Max Stirner (1806-1856) est aux côtés de Ludwig Feuerbach et de Bruno Bauer (1809-1882) le second grand « hégélien de gauche », c’est-à-dire les disciples de la pensée de G.W. Hegel assumant le progressisme, la critique radicale de la religion.

Mais si Ludwig Feuerbach pave la voie à Karl Marx et Friedrich Engels, Max Stirner pave la voie à l’anarchisme. Son œuvre la plus célèbre, L’Unique et sa propriété (1844), est une attaque contre Ludwig Feuerbach.

Max Stirner considère qu’en défendant la nature, Ludwig Feuerbach ne peut pas se passer de Dieu : sa pensée serait finalement religieuse malgré lui.
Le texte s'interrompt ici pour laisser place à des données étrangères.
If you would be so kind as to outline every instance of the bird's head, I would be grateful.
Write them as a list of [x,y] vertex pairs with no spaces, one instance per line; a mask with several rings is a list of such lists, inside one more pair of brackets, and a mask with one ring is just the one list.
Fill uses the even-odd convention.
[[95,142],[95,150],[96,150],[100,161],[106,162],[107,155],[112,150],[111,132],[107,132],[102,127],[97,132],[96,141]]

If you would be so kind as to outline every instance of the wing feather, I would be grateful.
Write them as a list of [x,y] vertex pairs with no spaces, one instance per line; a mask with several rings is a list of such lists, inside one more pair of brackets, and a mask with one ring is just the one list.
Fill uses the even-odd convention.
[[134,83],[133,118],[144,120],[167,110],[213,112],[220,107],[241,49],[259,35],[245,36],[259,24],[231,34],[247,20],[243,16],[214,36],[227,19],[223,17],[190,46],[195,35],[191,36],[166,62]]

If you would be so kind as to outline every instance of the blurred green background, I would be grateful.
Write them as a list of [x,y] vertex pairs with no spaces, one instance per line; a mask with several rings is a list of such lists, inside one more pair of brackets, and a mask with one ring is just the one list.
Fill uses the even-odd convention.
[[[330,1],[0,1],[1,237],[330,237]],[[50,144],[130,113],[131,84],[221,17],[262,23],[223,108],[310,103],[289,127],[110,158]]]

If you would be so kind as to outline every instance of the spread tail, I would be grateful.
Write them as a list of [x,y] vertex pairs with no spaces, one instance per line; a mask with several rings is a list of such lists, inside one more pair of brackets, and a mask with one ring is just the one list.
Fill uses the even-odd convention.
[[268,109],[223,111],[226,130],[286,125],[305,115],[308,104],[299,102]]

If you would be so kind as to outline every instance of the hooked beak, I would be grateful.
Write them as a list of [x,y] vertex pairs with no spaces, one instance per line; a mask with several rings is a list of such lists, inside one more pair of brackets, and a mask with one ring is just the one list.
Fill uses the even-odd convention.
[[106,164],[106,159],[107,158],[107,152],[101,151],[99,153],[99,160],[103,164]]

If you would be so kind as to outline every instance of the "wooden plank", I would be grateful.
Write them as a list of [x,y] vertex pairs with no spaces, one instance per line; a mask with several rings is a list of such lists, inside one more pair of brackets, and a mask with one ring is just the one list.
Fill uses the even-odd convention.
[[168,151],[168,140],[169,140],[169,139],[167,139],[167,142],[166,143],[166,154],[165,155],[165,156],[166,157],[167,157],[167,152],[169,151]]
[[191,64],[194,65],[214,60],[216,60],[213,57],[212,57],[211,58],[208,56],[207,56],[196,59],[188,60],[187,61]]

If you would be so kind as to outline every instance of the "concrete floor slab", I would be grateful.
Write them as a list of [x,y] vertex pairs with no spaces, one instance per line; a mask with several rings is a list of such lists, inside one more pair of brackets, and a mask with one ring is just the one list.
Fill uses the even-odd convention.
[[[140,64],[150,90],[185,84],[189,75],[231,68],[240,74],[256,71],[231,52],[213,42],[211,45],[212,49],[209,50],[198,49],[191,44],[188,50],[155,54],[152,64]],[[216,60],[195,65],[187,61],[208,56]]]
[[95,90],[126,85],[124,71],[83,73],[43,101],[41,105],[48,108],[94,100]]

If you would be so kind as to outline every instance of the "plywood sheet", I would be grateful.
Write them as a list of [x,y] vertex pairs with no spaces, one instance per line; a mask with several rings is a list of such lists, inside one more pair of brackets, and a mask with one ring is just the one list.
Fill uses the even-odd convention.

Max Stirner est en fait un individualiste, il n’a que faire d’une division entre l’individu « limité » et sa conscience qui comprend l’universel. Ce qu’il critique chez Ludwig Feuerbach, c’est sa tentative de faire de l’être humain à la fois un individu et à la fois une composante d’un grand « tout » qui serait la nature.

A ses yeux, cela nuit à l’individu, à sa dignité, à son affirmation la plus complète. Si on connaît les philosophies d’Avicenne et d’Averroès, on voit bien que Max Stirner affirme que l’individu « pense » et qu’il n’y a pas de dimension universelle (ou unique) dans la pensée des humains.

Voici ce que dit Max Stirner :

« Autrefois, dit-il [il s’agit de Ludwig Feuerbach, dont Max Stirner résume la position], nous ne cherchions et n’apercevions notre essence que dans l’au-delà, tandis qu’à présent que nous comprenons que Dieu n’est que notre essence humaine, nous devons reconnaître cette dernière comme nôtre et la transposer de nouveau de l’autre monde en ce monde.

Ce Dieu, qui est esprit, Ludwig Feuerbach l’appelle « notre essence ». Pouvons-nous accepter cette opposition entre « notre essence » et nous, et admettre notre division en un moi essentiel et un moi non essentiel ? Ne sommes-nous pas ainsi de nouveau condamnés à nous voir misérablement bannis de nous-mêmes ?

Que gagnons-nous donc à métamorphoser le divin extérieur à nous en un divin intérieur ? Sommes-nous ce qui est en nous ?

Pas plus que ce qui est hors de nous. Je ne suis pas plus mon cœur que je ne suis ma maîtresse, cet « autre moi ». C’est précisément parce que nous ne sommes pas l’Esprit qui habite en nous que nous étions obligés de projeter cet Esprit hors de nous : il n’était pas nous, ne faisant qu’un avec nous, aussi ne pouvions-nous lui accorder d’autre existence que hors de nous, au-delà de nous, dans l’au-delà.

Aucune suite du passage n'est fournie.